Geographical boundaries have both expanded and, in some cases, been removed as a barrier to acts of war by technological advances in space and the increasing sophistication of cyberattacks, penetrations, and intrusion attempts.
“The expansion of the competitive space beyond traditional military domains and geographic boundaries increases and complicates the requirements for defense reconnaissance, collection, analysis and planning,” the DoD report reads.
Senior DoD intelligence leaders cited in the report state that the current technological landscape affecting the behavior and capabilities of key adversaries calls for a broader and far broader strategy for information sharing.
“Challenges posed by strategic competitors like Russia and China, rogue states like Iran and North Korea, and violent extremists require the defense news company to invest in the ability to seamlessly share and merge information, synchronize capabilities and develop partnerships with other government agencies. the private sector, science and partner nations, “said US Secretary of Defense Ronald Moultrie in a Pentagon report.

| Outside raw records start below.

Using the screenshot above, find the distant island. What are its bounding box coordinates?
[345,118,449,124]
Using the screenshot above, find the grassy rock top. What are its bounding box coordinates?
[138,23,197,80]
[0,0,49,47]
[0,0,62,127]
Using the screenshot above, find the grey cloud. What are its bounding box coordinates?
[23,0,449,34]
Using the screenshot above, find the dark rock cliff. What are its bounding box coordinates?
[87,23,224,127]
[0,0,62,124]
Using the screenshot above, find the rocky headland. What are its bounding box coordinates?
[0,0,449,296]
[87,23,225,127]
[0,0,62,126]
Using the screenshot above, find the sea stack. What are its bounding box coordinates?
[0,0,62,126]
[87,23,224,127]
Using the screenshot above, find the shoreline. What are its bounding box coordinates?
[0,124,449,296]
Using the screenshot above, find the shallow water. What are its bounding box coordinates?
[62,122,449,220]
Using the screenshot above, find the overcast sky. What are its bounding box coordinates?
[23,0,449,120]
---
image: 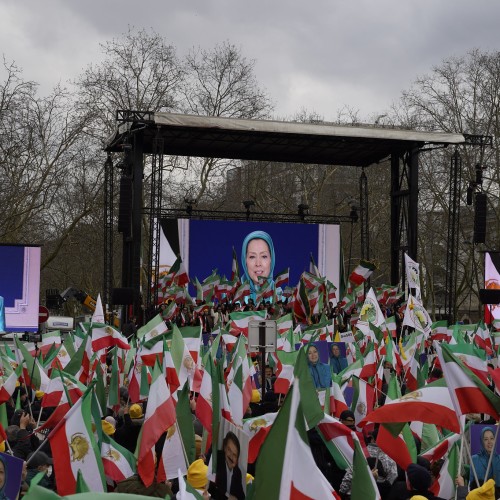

Supporting multidomain intelligence activities makes sense, as each of the services regards the identification, analysis and transmission of “intelligence” information as a key success factor in modern warfare. Reducing sensor-to-shooter time through enhanced real-time, multi-domain networking, AI-powered computing, and secure transport-layer network technologies is the foundation of the Air Force‘s Advanced Battle Management System and the Army’s Project Convergence . two utilities that inform the overarching Joint All Domain Command and Control or JADC2 of the Pentagon. JADC2, a multi-service project that aims to connect any sensor to virtually any shooter in real time or even instantly, relies entirely on the secure transmission of intelligence data.
Space and cyber domains also play a prominent role in this equation, as space-based sensors and communication technologies are indispensable for the secure transmission of data and, given the complexity of hostile attacks, cyber is of course becoming more and more urgent and plays a decisive role in saving time through artificial intelligence capable data processing played. This also includes cyber hardening, as the transferred data must be adequately protected against jamming, hacking, attacks on electronic warfare or other hostile attacks.
Kris Osborn is the Defense Editor for the National Interest. Osborn previously worked at the Pentagon as a highly qualified expert in the office of the Assistant Secretary of the Army – Acquisition, Logistics & Technology. Osborn has also worked as a presenter and on-air military specialist on national television networks. He has appeared as a visiting military expert on Fox News, MSNBC, The Military Channel, and The History Channel. He also holds a Masters Degree in Comparative Literature from Columbia University.